Images flash through my mind. Visuals of his physical perfection accompanied by the pangs of desire I refuse to acknowledge flickering to life. Ones I don't think I ever felt with Ethan. “How about none of them?”

“Good. That's good to know. Since they will no longer appear, then neither will my good mood.” He holds a beer up, offering it to me, taunting smirk in place. I just shake my head to decline, but the widening smile on his face and the humor in his eyes slowly win me over.

“Liar,” I say playfully, but something flashes across his face and is momentarily lost in the shadow cast by the bill of his hat. He looks out to the ocean and I sense that my comment unintentionally touched a nerve.

“If you want to talk about lying, let's just go there. Why did you come to the island?”

“Why did
you
come here?” It's an immediate knee-jerk reaction on my part: my wont to avoid talking about me. Hide the skeletons that need to remain buried in the closet.

“The Socratic method thing doesn't work for me, Socks.”

“And your point is?”

“And yet another question to answer my question?” He lifts his eyebrows.

“I thought you didn't want to do the
wasted-breath bullshit thing
. Weren't those your words?”

“Yet another question?” he says, but when I just stare at him, he bobs his head up and down a little before relenting. “Well, yeah . . . But I was rude, and I waited out here to tell you so, because I owed you an apology.”

“Oh.” The sound falls from my mouth, my mind taken aback by this change of events. I know mood swings, am used to tempers being flipped on at the flick of a switch, but apologies are not something I'm familiar with. And I can tell that even though he means the words, they still make him uncomfortable. “Ah, and the good mood returns.”

He laughs at my persistence. The sheepish look on his face is such a stark contrast to his dark hair shadowed in the streetlight, and I hate that a tiny part of my frozen
heart thaws at the sight. Taking me by complete surprise, he grabs my hand and tugs slightly so that I stumble forward to wherever he is leading. And I do stumble.

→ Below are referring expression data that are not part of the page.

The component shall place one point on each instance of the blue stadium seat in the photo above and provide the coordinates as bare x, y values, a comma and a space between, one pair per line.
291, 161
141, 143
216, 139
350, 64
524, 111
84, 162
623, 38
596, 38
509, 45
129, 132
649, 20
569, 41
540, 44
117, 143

Not because he pulled with such force, but rather because the minute his hand touches mine, I swear it feels like my entire body has been shocked with an electric current.

Normally I'd roll my eyes at someone who made a comment like that, say she's overreacting and playing up the whole I-obsess-over-Regency-romances-so-much-I-have-a-wall-lined-with-bookshelves-to-store-them, but I can't this time. Because this is me. And
it
just happened. That unmistakable zap of chemistry. My neurons catching fire. The stilted hitch of breath in reaction.

And for a split second I think he feels it too. Because with our arms stretched between us, fingers linked, we stand motionless under the glow of the streetlight. Time stops and for that fraction of a second, we see each other in a completely different way. I avert my eyes. Want to shake it off. But when I glance back, there's something in the way he looks at me—interest, intrigue, desire—that tells me I need to sit down and have a beer with him on the beach.

“Maybe just a smidgen of a good mood,” he teases; his words break through the sexual tension crackling in the air and bring me back to reality, where chemistry doesn't ignite and touches don't make you want. And yet I want. “C'mon, Getty, let's go sit on the beach, share a beer, and talk about crap that doesn't matter, since we're both intent on keeping our reasons for being here close to the vest.”

“You mean you want to bullshit?” I feign shock, since that was the one thing he was insistent that we avoid.

“Mmm-hmm. Exactly that. Bullshit. Too bad it's so cold or I'd go make you jump in the water with me, the proper island welcome, or so I was told by the locals tonight. It could be our way of—”

“Breaking the ice?” I finish for him, and tuck my tongue in my cheek at my lame attempt at humor.

“Ahhh, look at that, the lady has some jokes.”

“You better be careful,” I say as I realize my feet have started moving without my consent and are following him
the short distance toward the sand. “I see a glimpse of the nonmoody Zander again.”

“Shit. I guess I need to summon Mander back up.”

“Mander?”

“Moody Zander. Mander.” He raises his eyebrows like he has absolutely no insecurities over his manhood in calling himself that ridiculous moniker.